O nedenle, “kozmik oda”dan fışkıracak ve hiç bilmediğimiz konularda bizi aydınlatacak yeni bilgilerden ziyade, bu odaya girilmiş olmasının bizzat kendisi başlı başına önemli bir olay. Söz konusu araştırma, Türkiye’deki güç merkezlerinin değişmekte olduğuna, ülkenin normalleşme yönündeki çabalarına ve bütün bu alanlarda hayli yol alınmakta olduğuna dair sembolik ve hatta simgeselliği de aşan bir öneme haiz.
Tekrar edecek olursak, bu girişim, bir dönemin sonuna gelindiğinin işareti. (İnşaallah, yalnızca, yılın sonuna gelindiğinin işareti değildir!) Gelecek olanın ne olduğunu bilmiyoruz elbette. Bunun üzerine düşünmek ve anlamak zorunda olduğumuzun da farkındayız. Çünkü Türkiye gibi bir ülkenin, hem iç hem de dış güç merkezleri tarafından bütünüyle başıboş bırakılamayacak denli önemli bir ülke olarak görüldüğünü biliyoruz.
Nitekim son birkaç yıldır her geçen gün dozajı artırılarak sürdürülen operasyonlar, çok dar bir çevrenin mızmızlanmalarından öte bir eleştiriyle de pek karşılaşmadı. (Zira meydana gelen her gelişme, -en meşhur simaları olarak CHP Genel Başkanı Deniz Baykal, Genelkurmay Başbakanı İlker Başbuğ gibi isimlerin öne çıktığı- mızmızlananlar grubunu sürekli yalancı ve komik duruma düşürdü.) Son dönemde sivil yargının emekli subaylardan muvazzaf subaylara doğru genişlettiği yargılama süreçleri, askerî bürokrasinin desteği olmaksızın gerçekleştirilebilir şeyler değil. Araştırma yapmak amacıyla “kozmik oda”ya girilebilmesi de bu desteğin bir işareti olsa gerek.

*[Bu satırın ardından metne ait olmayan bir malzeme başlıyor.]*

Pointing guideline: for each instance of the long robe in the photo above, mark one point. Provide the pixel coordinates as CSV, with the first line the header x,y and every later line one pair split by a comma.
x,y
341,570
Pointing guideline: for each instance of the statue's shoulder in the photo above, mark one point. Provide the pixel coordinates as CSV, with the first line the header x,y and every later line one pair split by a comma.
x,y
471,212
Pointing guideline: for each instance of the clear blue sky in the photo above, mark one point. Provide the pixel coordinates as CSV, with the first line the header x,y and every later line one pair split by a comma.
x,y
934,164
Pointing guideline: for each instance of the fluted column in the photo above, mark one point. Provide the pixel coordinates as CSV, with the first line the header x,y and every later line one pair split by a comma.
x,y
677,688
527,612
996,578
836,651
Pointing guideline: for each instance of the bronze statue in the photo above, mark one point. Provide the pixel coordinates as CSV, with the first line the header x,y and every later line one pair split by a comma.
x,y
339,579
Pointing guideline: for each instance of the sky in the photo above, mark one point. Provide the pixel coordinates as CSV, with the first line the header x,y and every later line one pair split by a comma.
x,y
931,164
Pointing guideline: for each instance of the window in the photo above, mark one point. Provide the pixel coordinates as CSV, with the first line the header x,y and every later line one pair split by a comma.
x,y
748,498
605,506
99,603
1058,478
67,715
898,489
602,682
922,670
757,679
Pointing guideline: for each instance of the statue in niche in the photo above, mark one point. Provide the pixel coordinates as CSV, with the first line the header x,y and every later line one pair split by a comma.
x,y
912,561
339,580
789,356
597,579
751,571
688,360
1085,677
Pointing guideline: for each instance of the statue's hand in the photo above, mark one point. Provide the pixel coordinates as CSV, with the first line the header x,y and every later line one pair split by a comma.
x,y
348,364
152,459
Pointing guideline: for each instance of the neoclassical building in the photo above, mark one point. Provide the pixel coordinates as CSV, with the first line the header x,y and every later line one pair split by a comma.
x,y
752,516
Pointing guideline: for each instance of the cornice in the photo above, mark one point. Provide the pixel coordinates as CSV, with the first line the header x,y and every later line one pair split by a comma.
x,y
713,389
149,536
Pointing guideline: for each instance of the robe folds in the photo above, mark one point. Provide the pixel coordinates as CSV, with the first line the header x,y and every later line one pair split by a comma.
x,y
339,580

Bütün bunlar, elbette bu sürecin zahmetsizce sonuçlanacağı anlamına gelmiyor. Zira yarım yüzyılı aşkın bir geçmişe sahip ve küresel süper güç kaynaklı silahlı bir yapılanmanın tasfiye edilmesi çabasından söz ediyoruz. Bunların, her canlı organizmanın hayatta kalma refleksi göstermelerine bağlı olarak, varlıklarını sürdürme noktasında karşı-cevap verme isteğinde olması ve kimi zaman da bu isteğini gerçekleştirmeye yönelmesi muhtemel. Dolayısıyla, askerî darbe hazırlıkları ya da suikast girişimleri iddialarını bütünüyle ihmal etmek, “deli saçması olarak görmek” de mümkün değil. O nedenle, özellikle askerî bürokrasi içerisinde bu noktada ciddi bir mücadelenin verilmekte olduğu düşünülmeli; nitekim ortaya yayılan ürkütücü görüntülerden de bu anlaşılıyor.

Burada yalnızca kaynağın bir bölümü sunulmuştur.